Summary
Settlements follow separate $243 million verdict against Tesla in August
Trials for both cases were scheduled to start next month
Terms of the two settlements were not disclosed
Tesla (TSLA.O) has reached confidential deals to resolve two lawsuits over deaths in two separate California crashes in 2019 involving the companys Autopilot advanced-driver-assistance software, according to court documents.
The settlements come weeks after a Florida jury ordered Tesla to pay $243 million in compensatory and punitive damages to the victims of another fatal 2019 crash of a Model S that was equipped with Autopilot.
Tesla hired a trio of prominent new lawyers and asked a judge to find the verdict legally unjustified and throw out the case, or to order a new trial.

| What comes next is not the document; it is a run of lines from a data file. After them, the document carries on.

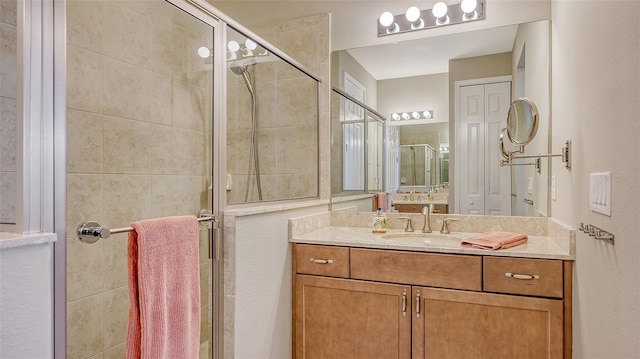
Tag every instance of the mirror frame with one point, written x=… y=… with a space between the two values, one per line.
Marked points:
x=519 y=110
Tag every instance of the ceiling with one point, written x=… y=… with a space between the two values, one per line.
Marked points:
x=431 y=55
x=401 y=55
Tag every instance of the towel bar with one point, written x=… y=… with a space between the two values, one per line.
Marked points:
x=90 y=232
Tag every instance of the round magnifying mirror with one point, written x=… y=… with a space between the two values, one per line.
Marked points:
x=522 y=121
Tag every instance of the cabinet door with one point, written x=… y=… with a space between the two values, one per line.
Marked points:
x=342 y=318
x=459 y=324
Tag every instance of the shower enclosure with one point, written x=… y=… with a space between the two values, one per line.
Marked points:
x=167 y=108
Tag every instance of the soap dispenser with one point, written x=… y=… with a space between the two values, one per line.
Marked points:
x=379 y=223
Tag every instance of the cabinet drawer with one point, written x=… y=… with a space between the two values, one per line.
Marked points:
x=539 y=277
x=322 y=260
x=433 y=270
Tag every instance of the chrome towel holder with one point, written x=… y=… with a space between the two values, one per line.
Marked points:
x=91 y=232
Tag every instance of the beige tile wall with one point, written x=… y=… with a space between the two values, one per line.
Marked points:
x=288 y=130
x=8 y=110
x=138 y=121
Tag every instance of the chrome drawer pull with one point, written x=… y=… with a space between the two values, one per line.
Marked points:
x=321 y=261
x=522 y=276
x=404 y=302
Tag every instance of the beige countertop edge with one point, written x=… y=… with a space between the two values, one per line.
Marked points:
x=540 y=247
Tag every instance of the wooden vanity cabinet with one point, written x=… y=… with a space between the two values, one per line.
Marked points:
x=401 y=304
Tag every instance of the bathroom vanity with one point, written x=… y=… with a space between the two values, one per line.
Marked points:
x=358 y=295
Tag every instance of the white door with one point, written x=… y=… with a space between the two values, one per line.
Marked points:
x=484 y=186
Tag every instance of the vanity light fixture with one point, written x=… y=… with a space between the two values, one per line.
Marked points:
x=441 y=14
x=412 y=115
x=387 y=21
x=413 y=16
x=439 y=11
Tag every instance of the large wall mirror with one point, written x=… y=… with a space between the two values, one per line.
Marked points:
x=467 y=80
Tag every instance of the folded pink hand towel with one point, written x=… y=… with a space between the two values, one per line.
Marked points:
x=164 y=289
x=496 y=240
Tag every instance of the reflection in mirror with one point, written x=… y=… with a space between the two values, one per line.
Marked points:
x=522 y=122
x=357 y=137
x=8 y=112
x=519 y=52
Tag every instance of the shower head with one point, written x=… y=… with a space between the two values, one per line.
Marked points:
x=239 y=70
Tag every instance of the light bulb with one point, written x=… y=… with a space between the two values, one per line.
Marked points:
x=204 y=52
x=439 y=10
x=412 y=14
x=250 y=44
x=233 y=46
x=468 y=6
x=386 y=19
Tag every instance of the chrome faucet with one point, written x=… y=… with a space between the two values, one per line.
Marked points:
x=445 y=225
x=409 y=226
x=426 y=212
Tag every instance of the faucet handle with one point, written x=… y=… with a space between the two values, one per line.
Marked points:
x=409 y=226
x=445 y=225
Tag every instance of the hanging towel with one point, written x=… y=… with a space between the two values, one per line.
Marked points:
x=382 y=201
x=496 y=240
x=164 y=289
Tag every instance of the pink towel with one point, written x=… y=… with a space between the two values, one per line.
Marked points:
x=164 y=289
x=496 y=240
x=382 y=201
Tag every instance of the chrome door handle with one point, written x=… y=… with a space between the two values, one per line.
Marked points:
x=522 y=276
x=321 y=261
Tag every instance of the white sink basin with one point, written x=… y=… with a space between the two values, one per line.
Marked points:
x=428 y=239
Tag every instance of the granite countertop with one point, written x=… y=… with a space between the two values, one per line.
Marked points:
x=537 y=246
x=435 y=201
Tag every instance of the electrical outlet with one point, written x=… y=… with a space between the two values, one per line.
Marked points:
x=600 y=193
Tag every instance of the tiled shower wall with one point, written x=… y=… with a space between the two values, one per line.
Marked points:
x=287 y=133
x=139 y=140
x=8 y=110
x=306 y=40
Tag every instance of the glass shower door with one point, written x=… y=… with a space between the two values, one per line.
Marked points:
x=139 y=121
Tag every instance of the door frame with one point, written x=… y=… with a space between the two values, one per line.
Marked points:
x=454 y=156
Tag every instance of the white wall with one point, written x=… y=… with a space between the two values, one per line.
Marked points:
x=429 y=92
x=260 y=294
x=596 y=91
x=26 y=292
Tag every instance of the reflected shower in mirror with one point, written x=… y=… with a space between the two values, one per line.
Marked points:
x=443 y=65
x=272 y=126
x=9 y=108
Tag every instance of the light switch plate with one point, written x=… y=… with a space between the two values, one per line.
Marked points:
x=600 y=192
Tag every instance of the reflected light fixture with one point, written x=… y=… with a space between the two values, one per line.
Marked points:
x=468 y=7
x=412 y=115
x=441 y=14
x=204 y=52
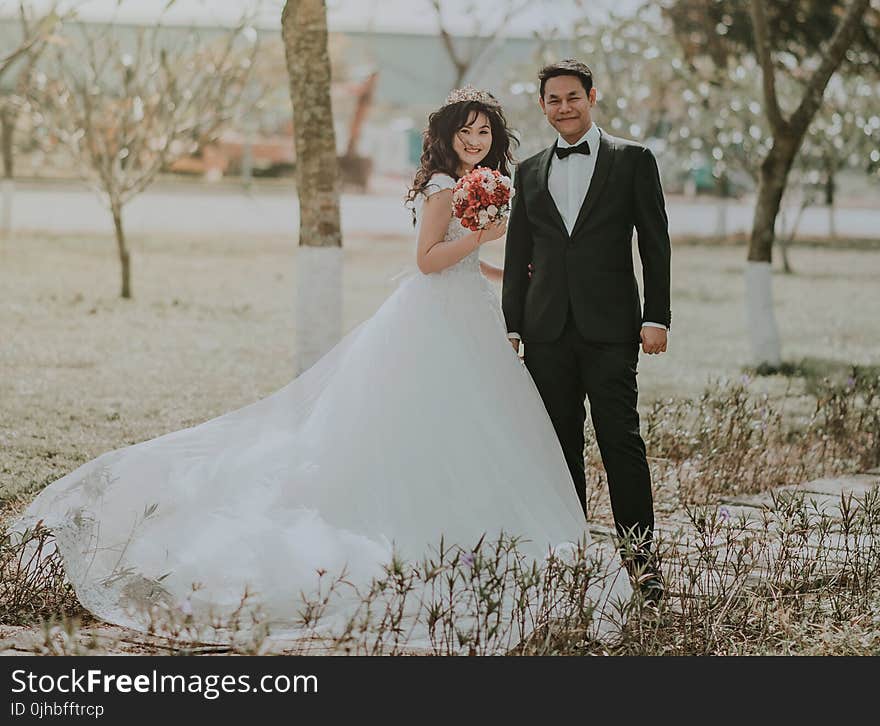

The electric-vehicle maker, which has settled several other cases involving its vehicles and self-driving technology, had rejected a $60 million settlement proposal for the Florida lawsuit, a filing showed last month.
The Florida verdict and the two settlements in California are significant as much of Teslas $1.4 trillion valuation hangs on CEO Elon Musks promise to rapidly expand its robotaxis and the full self-driving (FSD) software that underpins them. FSD is an advanced version of Autopilot.
One lawsuit, the settlement notice for which was filed on Tuesday, relates to the death of a 15-year-old boy who was traveling in Alameda County, California, with his father in a vehicle when it was rear-ended by a Tesla Model 3, which had Autopilot engaged, causing the victims vehicle to roll over and crash into the center barrier. The boy succumbed to his injuries from the collision.
The other case relates to the death in December 2019 of two people who were traveling through an intersection in Gardena, California
The settlement in the Gardena case is only with Tesla while the trial is set to continue against the driver of the Model S vehicle and some of the other defendants, according to the notice filed last week and seen by Reuters on Tuesday.
Neither notice disclosed the terms of the accords. They said that the dismissals of the lawsuits were conditioned on satisfactory completion of specified terms.
Trials for both the cases were scheduled to start next month - one in Alameda County Superior Court and the other in Los Angeles County Superior Court. A judge in the Alameda Superior Court vacated the scheduled trial on Tuesday, while Tesla and the plaintiffs agreed to withdraw their petitions in the Los Angeles trial, according to the court orders.